Сморщился он, съёжился, стал на плесень похож; бежит, подпрыгивает, глаза погасли, и тихонько бормочет не то мне, не то себе:
– Господи! Хоть бы комариком пожить на земле! Не убий, господи! Хоть бы клопиком али малым паучком!
"Эх ты, жалость!" - думаю.
А на привале, на людях, - ожил и сейчас же опять о своей хозяйке - о смерти - заговорил, бойко таково. Убеждает людей: умрёте, дескать, исчезнете в неизвестный вам день, в неведомый час, - может быть, через три версты от этого места громом убьёт.
На иных - тоску наводит, другие - сердятся, ругают его, а одна бабочка молодая заметила:
– Туга мошна, вот и смерть тошна!
И так зло сказала она это, что заметил я её, а старичок, смерти преданный, осёкся.

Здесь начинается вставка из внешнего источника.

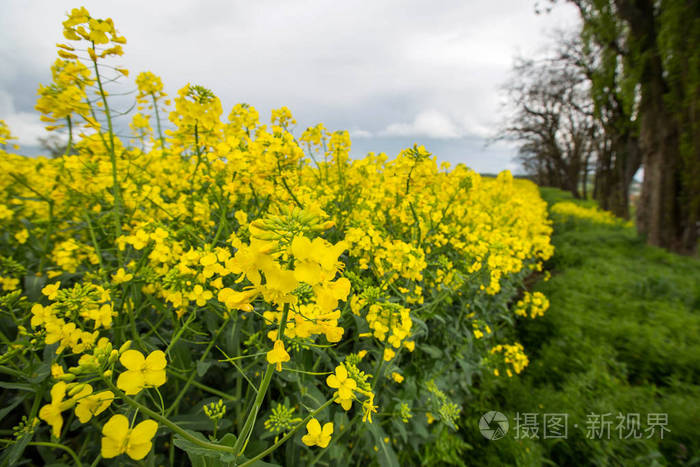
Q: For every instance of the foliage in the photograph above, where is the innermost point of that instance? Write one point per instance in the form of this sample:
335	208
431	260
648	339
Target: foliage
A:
225	289
621	336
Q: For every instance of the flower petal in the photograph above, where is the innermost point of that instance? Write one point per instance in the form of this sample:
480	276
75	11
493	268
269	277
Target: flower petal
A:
133	360
156	360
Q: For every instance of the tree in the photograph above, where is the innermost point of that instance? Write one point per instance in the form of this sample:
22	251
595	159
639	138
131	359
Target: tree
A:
552	119
658	44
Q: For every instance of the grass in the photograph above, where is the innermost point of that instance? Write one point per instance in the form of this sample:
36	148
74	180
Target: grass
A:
622	336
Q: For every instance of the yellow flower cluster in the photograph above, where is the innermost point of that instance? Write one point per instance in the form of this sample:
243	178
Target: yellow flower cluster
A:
513	356
535	303
288	251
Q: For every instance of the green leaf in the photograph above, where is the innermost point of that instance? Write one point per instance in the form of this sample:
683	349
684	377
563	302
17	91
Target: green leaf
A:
14	452
386	457
202	367
18	386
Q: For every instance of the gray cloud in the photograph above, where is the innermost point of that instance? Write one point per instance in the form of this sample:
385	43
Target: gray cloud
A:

Всю дорогу до Лубен утешал он меня и, воистину, до смерти надоел! Много видел я таких, кои от смерти бегают, глупо играя в прятки с ней. Удручённые страхом и среди молодых есть - эти ещё гаже стариков, и все они, конечно, безбожники. В душе у них, как в печной трубе, черно, и всегда страх там посвистывает, - даже и в тихую погоду свистит. Мысли их подобны старым богомолкам: топчутся по земле, идут, не зная куда, попирают слепо живое на пути, имя божие помнят, но любви к нему не имеют и ничего не могут хотеть. Только разве одно их занимает: внушить бы свой страх людям, чтобы люди приняли и приласкали их, нищих.